You need to step back and put this in context to realize how rule-breaking these numbers are. This show is 10 years old, and outside of a tweak here and there, basically hasn’t changed much. If you understand television at all, you know that TV shows just don’t last that long, period.
Now, add in the fact that this year you lost the show’s biggest draw (contestants aside), Simon Cowell. Both the missus and I bailed out of Idol weeks ago, frankly bored by the contestants this time around. As the wife said just last night, “I probably would still be watching this year if Simon were around.” I agreed. But apparently, we were in the minority. Way in the minority.
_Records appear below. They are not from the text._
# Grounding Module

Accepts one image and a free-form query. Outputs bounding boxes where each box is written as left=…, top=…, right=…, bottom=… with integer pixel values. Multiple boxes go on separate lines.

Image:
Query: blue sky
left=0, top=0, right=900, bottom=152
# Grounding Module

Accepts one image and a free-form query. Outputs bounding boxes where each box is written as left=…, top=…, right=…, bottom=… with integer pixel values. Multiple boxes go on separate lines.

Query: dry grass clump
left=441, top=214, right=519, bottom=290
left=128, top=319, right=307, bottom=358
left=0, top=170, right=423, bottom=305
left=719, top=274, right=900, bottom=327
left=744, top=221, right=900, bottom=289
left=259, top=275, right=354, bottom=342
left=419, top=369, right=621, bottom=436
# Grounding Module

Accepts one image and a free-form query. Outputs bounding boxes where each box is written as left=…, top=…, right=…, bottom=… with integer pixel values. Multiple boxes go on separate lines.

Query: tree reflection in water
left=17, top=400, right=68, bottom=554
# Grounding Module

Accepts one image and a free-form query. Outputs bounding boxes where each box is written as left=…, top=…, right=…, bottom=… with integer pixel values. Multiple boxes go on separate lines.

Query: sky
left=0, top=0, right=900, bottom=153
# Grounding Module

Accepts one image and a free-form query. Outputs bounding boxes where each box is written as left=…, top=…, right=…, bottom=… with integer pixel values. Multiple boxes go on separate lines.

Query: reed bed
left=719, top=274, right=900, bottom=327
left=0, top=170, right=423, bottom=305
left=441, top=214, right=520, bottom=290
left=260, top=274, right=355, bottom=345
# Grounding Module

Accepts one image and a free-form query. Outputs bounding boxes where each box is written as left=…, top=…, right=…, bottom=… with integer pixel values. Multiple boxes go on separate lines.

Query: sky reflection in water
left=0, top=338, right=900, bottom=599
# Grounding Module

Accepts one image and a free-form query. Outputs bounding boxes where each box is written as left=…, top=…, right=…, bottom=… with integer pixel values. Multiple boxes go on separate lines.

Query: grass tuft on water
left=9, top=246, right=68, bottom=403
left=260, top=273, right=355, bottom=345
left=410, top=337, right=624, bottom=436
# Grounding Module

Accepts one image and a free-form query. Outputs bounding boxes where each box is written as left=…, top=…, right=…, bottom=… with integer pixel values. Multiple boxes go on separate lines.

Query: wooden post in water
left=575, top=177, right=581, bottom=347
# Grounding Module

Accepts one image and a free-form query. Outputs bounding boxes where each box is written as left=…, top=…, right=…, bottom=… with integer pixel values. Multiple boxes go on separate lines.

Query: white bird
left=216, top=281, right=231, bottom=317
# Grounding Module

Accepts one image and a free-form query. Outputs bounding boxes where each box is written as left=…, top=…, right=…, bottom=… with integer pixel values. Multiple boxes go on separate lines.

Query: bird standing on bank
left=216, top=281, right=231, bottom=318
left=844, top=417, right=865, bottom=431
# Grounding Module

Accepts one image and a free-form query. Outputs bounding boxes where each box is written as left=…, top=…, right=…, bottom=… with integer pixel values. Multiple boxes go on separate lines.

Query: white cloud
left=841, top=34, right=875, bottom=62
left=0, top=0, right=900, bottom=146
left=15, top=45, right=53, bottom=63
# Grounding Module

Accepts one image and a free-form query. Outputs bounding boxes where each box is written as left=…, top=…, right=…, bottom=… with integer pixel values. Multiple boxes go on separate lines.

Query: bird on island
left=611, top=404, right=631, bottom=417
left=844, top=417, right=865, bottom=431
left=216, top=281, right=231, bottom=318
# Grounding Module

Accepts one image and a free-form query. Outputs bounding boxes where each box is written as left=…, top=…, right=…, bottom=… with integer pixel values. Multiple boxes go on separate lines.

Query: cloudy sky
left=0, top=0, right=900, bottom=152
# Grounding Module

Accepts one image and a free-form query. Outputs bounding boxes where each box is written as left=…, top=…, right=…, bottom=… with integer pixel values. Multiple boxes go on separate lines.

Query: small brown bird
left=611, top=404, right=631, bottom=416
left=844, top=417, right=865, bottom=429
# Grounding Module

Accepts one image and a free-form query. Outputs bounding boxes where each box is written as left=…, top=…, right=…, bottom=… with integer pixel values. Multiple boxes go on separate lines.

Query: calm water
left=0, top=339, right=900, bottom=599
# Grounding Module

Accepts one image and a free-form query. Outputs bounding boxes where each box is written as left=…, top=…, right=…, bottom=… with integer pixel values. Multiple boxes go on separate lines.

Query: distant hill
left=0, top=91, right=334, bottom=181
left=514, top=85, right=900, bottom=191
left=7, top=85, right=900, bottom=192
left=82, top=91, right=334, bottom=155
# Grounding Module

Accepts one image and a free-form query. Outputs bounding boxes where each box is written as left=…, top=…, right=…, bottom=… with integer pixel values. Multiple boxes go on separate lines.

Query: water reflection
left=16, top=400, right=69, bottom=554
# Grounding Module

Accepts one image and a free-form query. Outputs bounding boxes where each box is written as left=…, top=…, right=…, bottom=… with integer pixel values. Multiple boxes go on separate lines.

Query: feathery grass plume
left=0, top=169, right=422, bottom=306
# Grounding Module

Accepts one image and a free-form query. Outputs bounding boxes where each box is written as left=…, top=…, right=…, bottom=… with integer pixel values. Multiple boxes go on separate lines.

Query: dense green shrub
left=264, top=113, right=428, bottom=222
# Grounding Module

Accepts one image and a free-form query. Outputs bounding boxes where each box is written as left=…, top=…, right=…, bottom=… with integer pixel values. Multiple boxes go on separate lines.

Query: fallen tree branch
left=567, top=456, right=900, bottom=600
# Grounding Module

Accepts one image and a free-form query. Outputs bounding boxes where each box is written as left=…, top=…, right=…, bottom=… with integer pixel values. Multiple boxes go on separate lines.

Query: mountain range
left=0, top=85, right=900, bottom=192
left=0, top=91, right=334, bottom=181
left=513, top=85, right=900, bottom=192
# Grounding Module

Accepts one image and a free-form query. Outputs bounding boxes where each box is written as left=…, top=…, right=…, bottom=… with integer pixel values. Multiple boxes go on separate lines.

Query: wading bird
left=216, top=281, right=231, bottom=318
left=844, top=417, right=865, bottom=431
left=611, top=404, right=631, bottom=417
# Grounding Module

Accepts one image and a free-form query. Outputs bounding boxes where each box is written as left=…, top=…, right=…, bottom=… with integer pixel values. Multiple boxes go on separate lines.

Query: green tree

That collective f-bomb you heard Thursday morning in Hollywood was coming from offices at NBC, CBS and ABC after the Idol finale numbers came through. Since no one knows why TV works, it’s hard to say who deserves the credit, but clearly the casting of J-Lo and Steven Tyler was inspired, Fox’s marketing clicked and perhaps most importantly, the gutsy decision to move the show to Wednesdays and Thursdays has to go down as one of the best in recent years. We all found out one thing for certain this year: American Idol is not going anywhere anytime soon.
Ironically, perhaps its biggest threat comes from its own network, when X-Factor rolls out this fall. I have written multiple times about how great the format is when I have seen it in England, and if Fox sticks to the same feel, the show could actually hurt Idol by out-shining the old warhorse.
But X-Factor may have taken a blow this week in my mind, if indeed Cheryl Cole is out as a judge. I think she would have been a huge star in the United States, the kind of fresh blood this show needs. Bringing back Paula Abdul is a very polarizing move - many TV execs think it is stupid and will make the show seem like an Idol throwback, while others think it is smart and sets X-Factor up as Idol insurance for Fox if the veteran ever begins to really waver.
Whatever happens behind the scenes - and X-Factor has apparently already been rife with drama just casting the judges - Cole would have been a great addition both to the show and to the U.S. celebrity scene. While there is zero way to measure this, I think her departure is a missed opportunity for Fox.
Then again, with Idol defying all the odds, the network probably isn’t that concerned right at this moment. Because if I were them, I would already be on my third glass of champagne.